2. If run by a shortcut, get the "Start in" property of the shortcut that started it.
Thank you,
Orangu
UPDATE
I found sort-of a "hackish" way to fix the issue. For the shortcut I edited the "Target" field and changed it to the following:
cmd.exe /k pushd "C:\Temp" && "D:\Temp\Utilities\batchfile.bat"
Now the working directory can be obtained by calling %CD% in the batch file and this works for both administrator and normal users. It does not, however, work for the case when I run the batch file directly. I still need to use %~dp0 in that case.
I don't like this solution, however, because it requires me to manually change all shortcuts I make and it also makes the icon look like a cmd prompt icon rather than a batch file.
Have you already considered to not use shortcuts at all?
You could e.g. create a batchfile_exec.bat containing your call
REM optionally do
REM cd /D working_directory
REM if you want to force a special working directory
D:\Temp\Utilities\batchfile.bat
and replace all the shortcuts with batchfile_exec.bat. If you double-click batchfile_exec.bat, the working directory will be the one containing batchfile_exec.bat.
I personally don't like Windows shortcuts that much, because they are hard to handle within a revision control system. As you also noticed, it is very time consuming if you want to modify a lot of them.
By the way: If batchfile.bat was designed/written to be always run from the direcory where it is located, you might also consider to modify batchfile.bat to force that behaviour:
setlocal
cd /D %0\..
REM your original content
endlocal
In %0 the path to the batchfile is stored.

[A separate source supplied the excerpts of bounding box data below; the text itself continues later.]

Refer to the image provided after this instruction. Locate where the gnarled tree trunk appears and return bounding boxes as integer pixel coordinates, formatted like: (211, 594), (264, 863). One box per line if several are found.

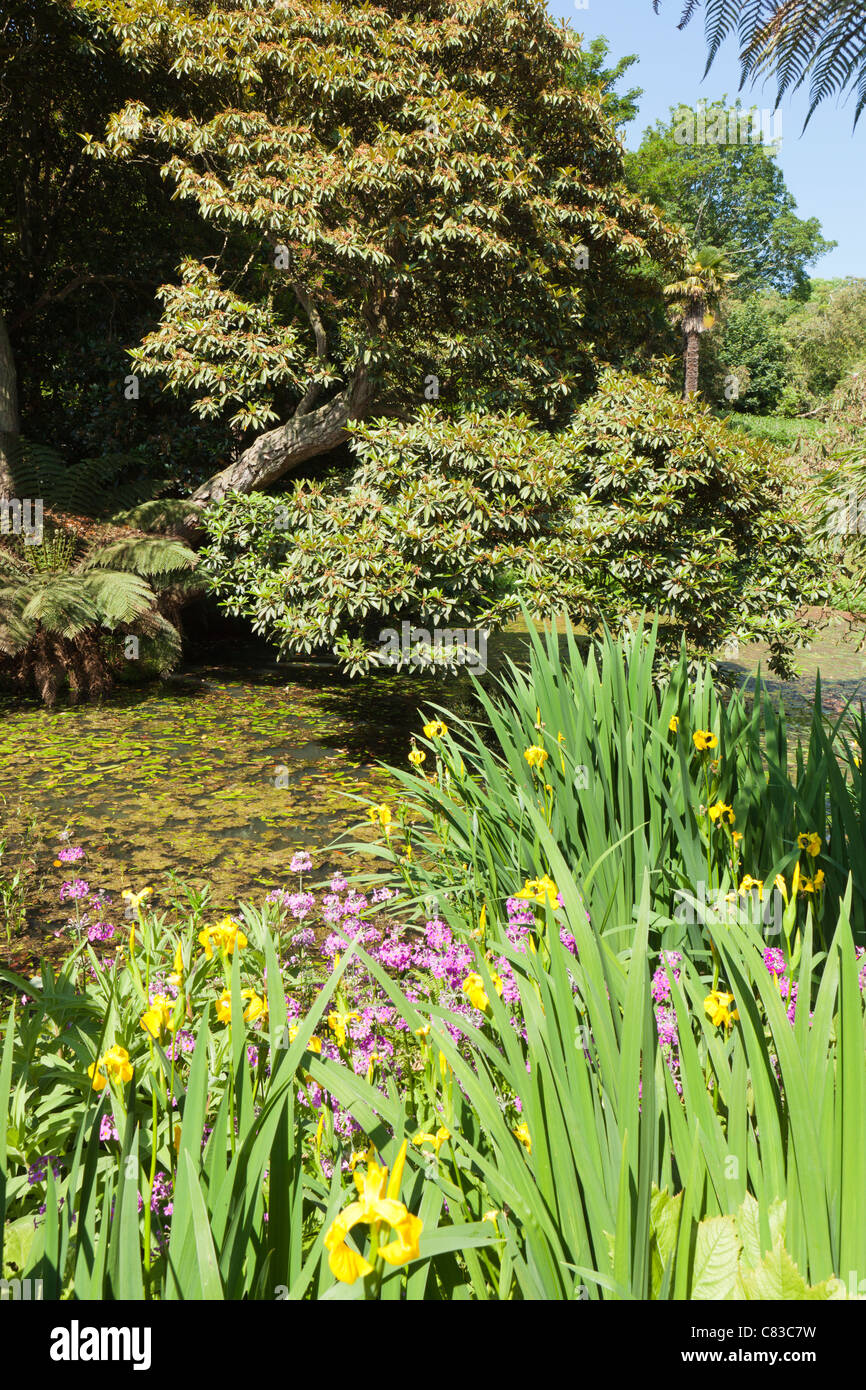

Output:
(190, 367), (371, 520)
(0, 313), (19, 502)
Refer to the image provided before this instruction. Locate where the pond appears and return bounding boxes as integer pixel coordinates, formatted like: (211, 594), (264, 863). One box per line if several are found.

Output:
(0, 616), (866, 969)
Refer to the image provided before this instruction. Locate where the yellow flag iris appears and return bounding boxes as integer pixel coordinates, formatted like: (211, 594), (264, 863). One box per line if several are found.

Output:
(325, 1140), (423, 1284)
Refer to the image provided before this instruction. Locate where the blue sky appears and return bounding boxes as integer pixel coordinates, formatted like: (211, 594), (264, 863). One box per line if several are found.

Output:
(548, 0), (866, 278)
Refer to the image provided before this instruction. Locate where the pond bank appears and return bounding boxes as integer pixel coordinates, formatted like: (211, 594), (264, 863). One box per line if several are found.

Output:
(0, 614), (866, 969)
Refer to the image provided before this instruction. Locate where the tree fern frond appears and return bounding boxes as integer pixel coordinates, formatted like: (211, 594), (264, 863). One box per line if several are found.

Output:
(78, 570), (156, 627)
(653, 0), (866, 129)
(108, 498), (190, 532)
(21, 574), (99, 638)
(81, 535), (199, 574)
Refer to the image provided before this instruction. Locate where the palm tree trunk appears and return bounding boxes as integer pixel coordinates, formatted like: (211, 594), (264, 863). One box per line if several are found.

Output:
(683, 329), (701, 400)
(0, 313), (18, 502)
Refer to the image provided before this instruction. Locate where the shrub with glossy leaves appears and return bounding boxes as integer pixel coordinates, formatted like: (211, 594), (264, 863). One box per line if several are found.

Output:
(203, 371), (813, 673)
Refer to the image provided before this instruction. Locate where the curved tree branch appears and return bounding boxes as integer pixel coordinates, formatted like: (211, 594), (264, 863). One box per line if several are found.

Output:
(190, 366), (371, 507)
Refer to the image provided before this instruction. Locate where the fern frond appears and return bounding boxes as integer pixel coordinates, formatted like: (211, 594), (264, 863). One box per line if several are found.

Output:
(81, 535), (199, 574)
(78, 570), (156, 627)
(21, 574), (100, 638)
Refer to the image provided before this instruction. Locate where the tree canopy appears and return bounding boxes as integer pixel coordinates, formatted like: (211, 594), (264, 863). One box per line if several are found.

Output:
(81, 0), (684, 503)
(626, 97), (835, 295)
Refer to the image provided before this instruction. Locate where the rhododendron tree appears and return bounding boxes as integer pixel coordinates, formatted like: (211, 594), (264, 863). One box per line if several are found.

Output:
(79, 0), (685, 503)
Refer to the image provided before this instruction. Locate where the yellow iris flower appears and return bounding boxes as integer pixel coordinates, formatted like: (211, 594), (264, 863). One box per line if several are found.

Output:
(199, 917), (249, 960)
(463, 970), (503, 1013)
(512, 1120), (532, 1155)
(140, 994), (177, 1038)
(324, 1140), (423, 1284)
(88, 1044), (132, 1091)
(411, 1125), (450, 1154)
(121, 888), (153, 917)
(692, 728), (719, 752)
(703, 990), (740, 1029)
(517, 874), (559, 908)
(217, 990), (268, 1023)
(737, 873), (763, 898)
(328, 1009), (360, 1047)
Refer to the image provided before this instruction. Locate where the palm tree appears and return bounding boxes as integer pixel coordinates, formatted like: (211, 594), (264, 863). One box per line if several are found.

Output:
(664, 246), (737, 400)
(652, 0), (866, 129)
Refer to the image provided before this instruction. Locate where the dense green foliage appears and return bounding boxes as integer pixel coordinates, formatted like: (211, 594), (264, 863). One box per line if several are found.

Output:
(203, 373), (815, 671)
(0, 0), (228, 489)
(0, 632), (866, 1301)
(83, 0), (692, 502)
(0, 446), (196, 705)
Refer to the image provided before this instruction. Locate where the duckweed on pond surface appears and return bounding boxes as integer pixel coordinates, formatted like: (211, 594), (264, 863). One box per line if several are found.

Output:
(0, 614), (866, 969)
(0, 667), (475, 965)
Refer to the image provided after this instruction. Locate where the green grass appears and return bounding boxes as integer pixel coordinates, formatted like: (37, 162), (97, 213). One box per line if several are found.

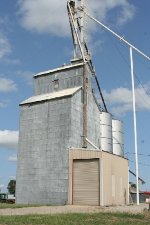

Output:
(0, 203), (44, 209)
(0, 213), (150, 225)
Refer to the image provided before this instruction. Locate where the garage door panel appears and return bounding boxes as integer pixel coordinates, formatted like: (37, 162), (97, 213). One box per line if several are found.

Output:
(73, 159), (99, 205)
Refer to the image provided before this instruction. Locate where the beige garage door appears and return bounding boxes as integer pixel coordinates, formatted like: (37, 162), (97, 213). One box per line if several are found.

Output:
(73, 159), (100, 205)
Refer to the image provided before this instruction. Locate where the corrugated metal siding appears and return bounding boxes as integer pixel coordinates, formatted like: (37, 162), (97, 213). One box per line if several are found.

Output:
(73, 159), (100, 205)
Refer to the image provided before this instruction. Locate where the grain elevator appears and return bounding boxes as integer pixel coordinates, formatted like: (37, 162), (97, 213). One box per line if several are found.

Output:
(16, 1), (128, 206)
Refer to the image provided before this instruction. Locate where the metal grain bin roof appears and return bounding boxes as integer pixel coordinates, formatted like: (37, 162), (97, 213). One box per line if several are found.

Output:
(20, 86), (82, 105)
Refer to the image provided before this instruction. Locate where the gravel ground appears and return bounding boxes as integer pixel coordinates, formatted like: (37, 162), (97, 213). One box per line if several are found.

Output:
(0, 204), (148, 216)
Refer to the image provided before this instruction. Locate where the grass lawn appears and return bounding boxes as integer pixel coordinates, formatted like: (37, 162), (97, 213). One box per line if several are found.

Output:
(0, 203), (44, 209)
(0, 213), (150, 225)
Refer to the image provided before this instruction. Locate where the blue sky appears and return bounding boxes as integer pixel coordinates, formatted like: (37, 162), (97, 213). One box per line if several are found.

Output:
(0, 0), (150, 191)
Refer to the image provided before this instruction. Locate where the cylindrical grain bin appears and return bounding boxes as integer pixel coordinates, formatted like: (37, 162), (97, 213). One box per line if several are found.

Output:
(112, 119), (124, 156)
(100, 112), (113, 152)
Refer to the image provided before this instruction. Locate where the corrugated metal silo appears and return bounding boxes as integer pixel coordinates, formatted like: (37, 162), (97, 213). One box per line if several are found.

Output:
(112, 119), (124, 156)
(100, 112), (112, 152)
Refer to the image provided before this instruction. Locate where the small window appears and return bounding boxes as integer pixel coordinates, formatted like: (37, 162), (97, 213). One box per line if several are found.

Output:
(53, 79), (59, 90)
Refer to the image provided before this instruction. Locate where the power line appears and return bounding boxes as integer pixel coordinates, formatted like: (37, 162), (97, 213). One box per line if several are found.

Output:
(125, 152), (150, 157)
(129, 160), (150, 167)
(108, 35), (150, 100)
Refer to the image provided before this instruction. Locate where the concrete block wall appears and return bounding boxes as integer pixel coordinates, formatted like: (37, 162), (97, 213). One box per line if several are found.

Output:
(87, 90), (101, 148)
(34, 65), (83, 95)
(16, 91), (83, 205)
(16, 60), (100, 205)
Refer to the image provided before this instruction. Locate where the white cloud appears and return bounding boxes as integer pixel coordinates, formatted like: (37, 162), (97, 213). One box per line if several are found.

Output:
(16, 71), (35, 85)
(18, 0), (135, 36)
(0, 77), (17, 92)
(0, 101), (8, 108)
(9, 176), (16, 180)
(87, 0), (135, 25)
(0, 33), (11, 60)
(0, 184), (5, 190)
(104, 83), (150, 116)
(19, 0), (69, 36)
(0, 130), (19, 149)
(8, 155), (17, 162)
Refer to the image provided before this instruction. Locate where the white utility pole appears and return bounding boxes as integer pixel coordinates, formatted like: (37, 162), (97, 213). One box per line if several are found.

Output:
(79, 0), (85, 49)
(130, 47), (139, 205)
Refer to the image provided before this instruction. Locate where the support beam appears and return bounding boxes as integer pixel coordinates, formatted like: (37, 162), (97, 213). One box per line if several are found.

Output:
(130, 47), (139, 205)
(85, 12), (150, 61)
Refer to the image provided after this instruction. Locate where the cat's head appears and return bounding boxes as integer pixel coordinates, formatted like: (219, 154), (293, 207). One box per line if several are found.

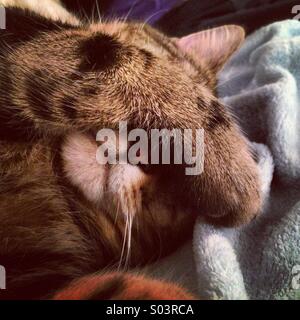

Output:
(0, 8), (244, 129)
(0, 9), (261, 225)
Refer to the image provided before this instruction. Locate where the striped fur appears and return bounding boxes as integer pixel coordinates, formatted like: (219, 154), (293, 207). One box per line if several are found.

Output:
(0, 5), (260, 299)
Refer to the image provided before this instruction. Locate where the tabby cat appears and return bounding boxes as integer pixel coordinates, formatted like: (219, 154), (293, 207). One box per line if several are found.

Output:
(0, 1), (261, 299)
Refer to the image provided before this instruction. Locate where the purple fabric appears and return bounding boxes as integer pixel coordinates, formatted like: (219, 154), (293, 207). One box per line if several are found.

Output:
(108, 0), (186, 24)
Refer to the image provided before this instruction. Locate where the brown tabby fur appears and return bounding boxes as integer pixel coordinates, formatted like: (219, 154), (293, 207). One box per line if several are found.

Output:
(0, 9), (261, 299)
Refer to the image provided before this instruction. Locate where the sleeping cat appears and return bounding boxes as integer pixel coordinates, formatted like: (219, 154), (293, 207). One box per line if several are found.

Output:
(0, 4), (261, 299)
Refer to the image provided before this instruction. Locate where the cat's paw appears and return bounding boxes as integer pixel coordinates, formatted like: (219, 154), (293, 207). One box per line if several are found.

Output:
(53, 272), (195, 300)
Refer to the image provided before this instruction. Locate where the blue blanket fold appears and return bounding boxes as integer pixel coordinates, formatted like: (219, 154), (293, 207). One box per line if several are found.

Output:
(194, 20), (300, 299)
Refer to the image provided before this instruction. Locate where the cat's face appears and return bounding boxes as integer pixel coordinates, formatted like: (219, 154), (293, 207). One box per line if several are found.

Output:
(4, 9), (244, 134)
(0, 11), (261, 225)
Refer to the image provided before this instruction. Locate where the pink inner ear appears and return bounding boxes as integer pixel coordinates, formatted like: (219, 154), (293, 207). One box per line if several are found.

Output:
(177, 32), (202, 53)
(176, 25), (245, 68)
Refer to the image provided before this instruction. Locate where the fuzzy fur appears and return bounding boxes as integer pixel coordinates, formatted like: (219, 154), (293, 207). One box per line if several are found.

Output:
(0, 3), (261, 298)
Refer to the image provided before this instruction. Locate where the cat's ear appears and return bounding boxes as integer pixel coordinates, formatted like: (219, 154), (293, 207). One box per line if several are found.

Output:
(176, 25), (245, 72)
(0, 7), (72, 44)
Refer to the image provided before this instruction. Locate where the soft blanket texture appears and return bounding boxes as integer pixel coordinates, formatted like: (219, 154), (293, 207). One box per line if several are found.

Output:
(194, 20), (300, 299)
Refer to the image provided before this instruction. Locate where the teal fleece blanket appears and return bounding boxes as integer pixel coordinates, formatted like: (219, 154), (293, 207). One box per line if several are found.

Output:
(193, 20), (300, 299)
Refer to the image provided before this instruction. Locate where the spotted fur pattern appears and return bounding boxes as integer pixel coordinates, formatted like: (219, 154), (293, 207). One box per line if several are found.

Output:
(0, 4), (261, 299)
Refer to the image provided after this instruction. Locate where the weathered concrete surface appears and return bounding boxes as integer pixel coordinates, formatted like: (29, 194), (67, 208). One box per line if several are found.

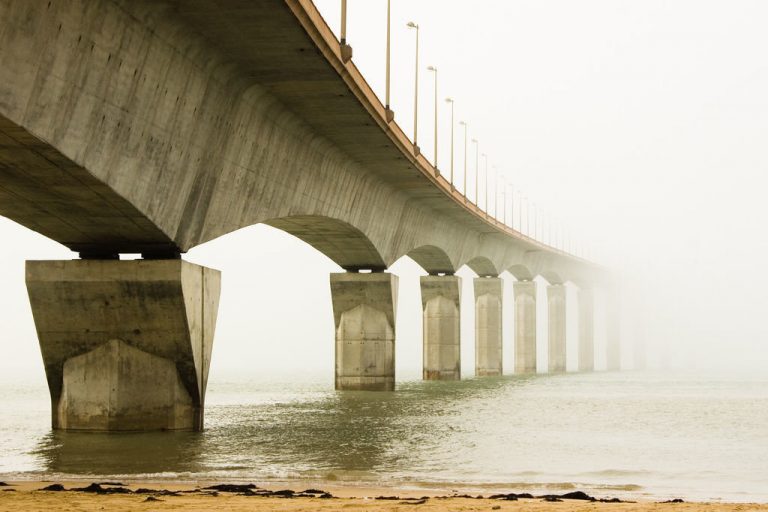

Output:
(0, 0), (600, 282)
(474, 277), (504, 376)
(26, 260), (221, 431)
(421, 276), (461, 380)
(579, 288), (595, 372)
(547, 284), (566, 373)
(605, 292), (621, 371)
(331, 273), (398, 391)
(514, 281), (536, 374)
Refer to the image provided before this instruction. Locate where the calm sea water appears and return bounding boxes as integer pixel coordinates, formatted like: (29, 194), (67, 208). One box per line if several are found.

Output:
(0, 372), (768, 502)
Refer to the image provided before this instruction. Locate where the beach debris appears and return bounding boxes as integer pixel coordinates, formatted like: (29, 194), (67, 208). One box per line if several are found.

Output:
(204, 484), (258, 492)
(488, 492), (517, 501)
(72, 483), (133, 494)
(40, 484), (66, 491)
(133, 487), (182, 496)
(399, 498), (427, 505)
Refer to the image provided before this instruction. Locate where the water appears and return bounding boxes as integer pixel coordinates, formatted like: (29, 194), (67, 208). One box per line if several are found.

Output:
(0, 372), (768, 502)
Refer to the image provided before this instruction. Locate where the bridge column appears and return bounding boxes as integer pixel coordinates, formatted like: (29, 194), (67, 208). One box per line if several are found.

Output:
(331, 272), (397, 391)
(579, 289), (595, 372)
(474, 277), (503, 377)
(547, 284), (566, 373)
(605, 293), (621, 371)
(26, 259), (221, 431)
(514, 281), (536, 374)
(421, 276), (461, 380)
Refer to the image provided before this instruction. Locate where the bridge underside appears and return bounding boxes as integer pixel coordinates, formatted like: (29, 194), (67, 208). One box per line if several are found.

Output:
(0, 114), (179, 256)
(0, 0), (615, 430)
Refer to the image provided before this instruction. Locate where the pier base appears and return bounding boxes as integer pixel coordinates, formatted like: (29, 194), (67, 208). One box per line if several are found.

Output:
(331, 272), (397, 391)
(474, 277), (503, 377)
(514, 281), (536, 374)
(26, 260), (221, 431)
(579, 289), (595, 372)
(421, 276), (461, 380)
(547, 284), (566, 373)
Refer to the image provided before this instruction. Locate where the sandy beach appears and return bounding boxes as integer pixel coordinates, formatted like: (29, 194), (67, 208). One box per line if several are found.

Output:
(0, 481), (768, 512)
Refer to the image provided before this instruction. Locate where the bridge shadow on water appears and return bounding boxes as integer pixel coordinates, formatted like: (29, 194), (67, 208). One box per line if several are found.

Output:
(34, 376), (551, 481)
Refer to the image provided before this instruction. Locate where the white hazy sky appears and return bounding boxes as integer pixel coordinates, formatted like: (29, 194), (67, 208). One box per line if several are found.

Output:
(0, 0), (768, 382)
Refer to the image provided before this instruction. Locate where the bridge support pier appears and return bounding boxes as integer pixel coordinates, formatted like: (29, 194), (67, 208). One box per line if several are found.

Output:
(547, 284), (566, 373)
(26, 260), (221, 431)
(514, 281), (536, 374)
(421, 276), (461, 380)
(579, 289), (595, 372)
(474, 277), (503, 377)
(331, 272), (397, 391)
(606, 293), (621, 371)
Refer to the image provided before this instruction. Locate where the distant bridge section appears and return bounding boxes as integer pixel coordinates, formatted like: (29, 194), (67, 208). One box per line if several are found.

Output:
(0, 0), (610, 430)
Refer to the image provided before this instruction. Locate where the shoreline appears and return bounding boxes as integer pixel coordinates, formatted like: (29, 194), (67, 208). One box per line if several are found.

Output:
(0, 478), (768, 512)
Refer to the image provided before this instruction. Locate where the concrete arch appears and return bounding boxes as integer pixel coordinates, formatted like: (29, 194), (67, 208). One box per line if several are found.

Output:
(264, 215), (387, 271)
(539, 270), (565, 284)
(467, 256), (499, 277)
(406, 245), (456, 275)
(507, 264), (536, 281)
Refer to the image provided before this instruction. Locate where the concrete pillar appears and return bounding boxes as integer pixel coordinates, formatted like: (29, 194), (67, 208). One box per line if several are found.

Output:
(547, 284), (566, 373)
(421, 276), (461, 380)
(605, 293), (621, 371)
(579, 289), (595, 372)
(514, 281), (536, 374)
(331, 272), (397, 391)
(26, 260), (221, 431)
(474, 277), (503, 377)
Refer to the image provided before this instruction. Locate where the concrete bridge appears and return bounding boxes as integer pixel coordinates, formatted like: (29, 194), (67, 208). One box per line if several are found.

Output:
(0, 0), (618, 430)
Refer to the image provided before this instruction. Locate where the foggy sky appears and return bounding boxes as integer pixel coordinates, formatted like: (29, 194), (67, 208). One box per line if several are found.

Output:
(0, 0), (768, 382)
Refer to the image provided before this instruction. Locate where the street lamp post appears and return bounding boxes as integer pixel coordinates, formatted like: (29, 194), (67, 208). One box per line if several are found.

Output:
(339, 0), (352, 64)
(472, 139), (480, 207)
(407, 21), (419, 156)
(484, 153), (488, 219)
(509, 183), (515, 230)
(384, 0), (395, 123)
(497, 174), (507, 226)
(493, 166), (499, 222)
(427, 66), (440, 173)
(523, 196), (531, 238)
(459, 121), (469, 198)
(445, 98), (456, 189)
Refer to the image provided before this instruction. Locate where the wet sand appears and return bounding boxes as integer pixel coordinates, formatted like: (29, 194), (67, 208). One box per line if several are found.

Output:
(0, 481), (768, 512)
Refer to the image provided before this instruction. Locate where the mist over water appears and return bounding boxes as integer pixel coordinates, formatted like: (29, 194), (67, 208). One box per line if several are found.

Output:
(0, 372), (768, 501)
(0, 0), (768, 502)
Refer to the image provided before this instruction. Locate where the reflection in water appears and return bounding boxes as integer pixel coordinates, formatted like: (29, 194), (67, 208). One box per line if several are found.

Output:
(7, 372), (768, 501)
(34, 379), (509, 479)
(34, 431), (205, 475)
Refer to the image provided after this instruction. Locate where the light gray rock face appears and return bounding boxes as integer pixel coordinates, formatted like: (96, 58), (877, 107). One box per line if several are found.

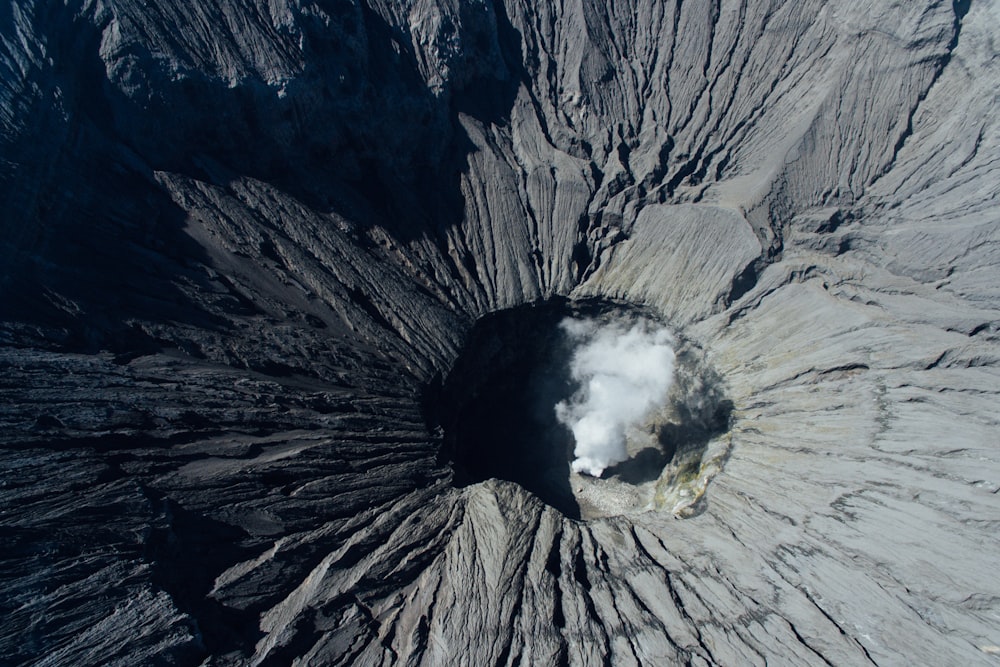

The trick is to assume that %0 is a directory and then to change one level lower based on that directory. With /D also the drive letter is changed correctly.
The cd command doesn't care if %0 is really a directory. In fact %d doesn't even have to exist (%0\dummy\..\.. would also work).
The setlocal command is to have the working directory being restored when batchfile.bat has finished (this would be good if batchfile.bat was called form another batch file).
I noticed that the endlocal command is not really necessary in this context since it is applied implicitly when batchfile.bat finishes.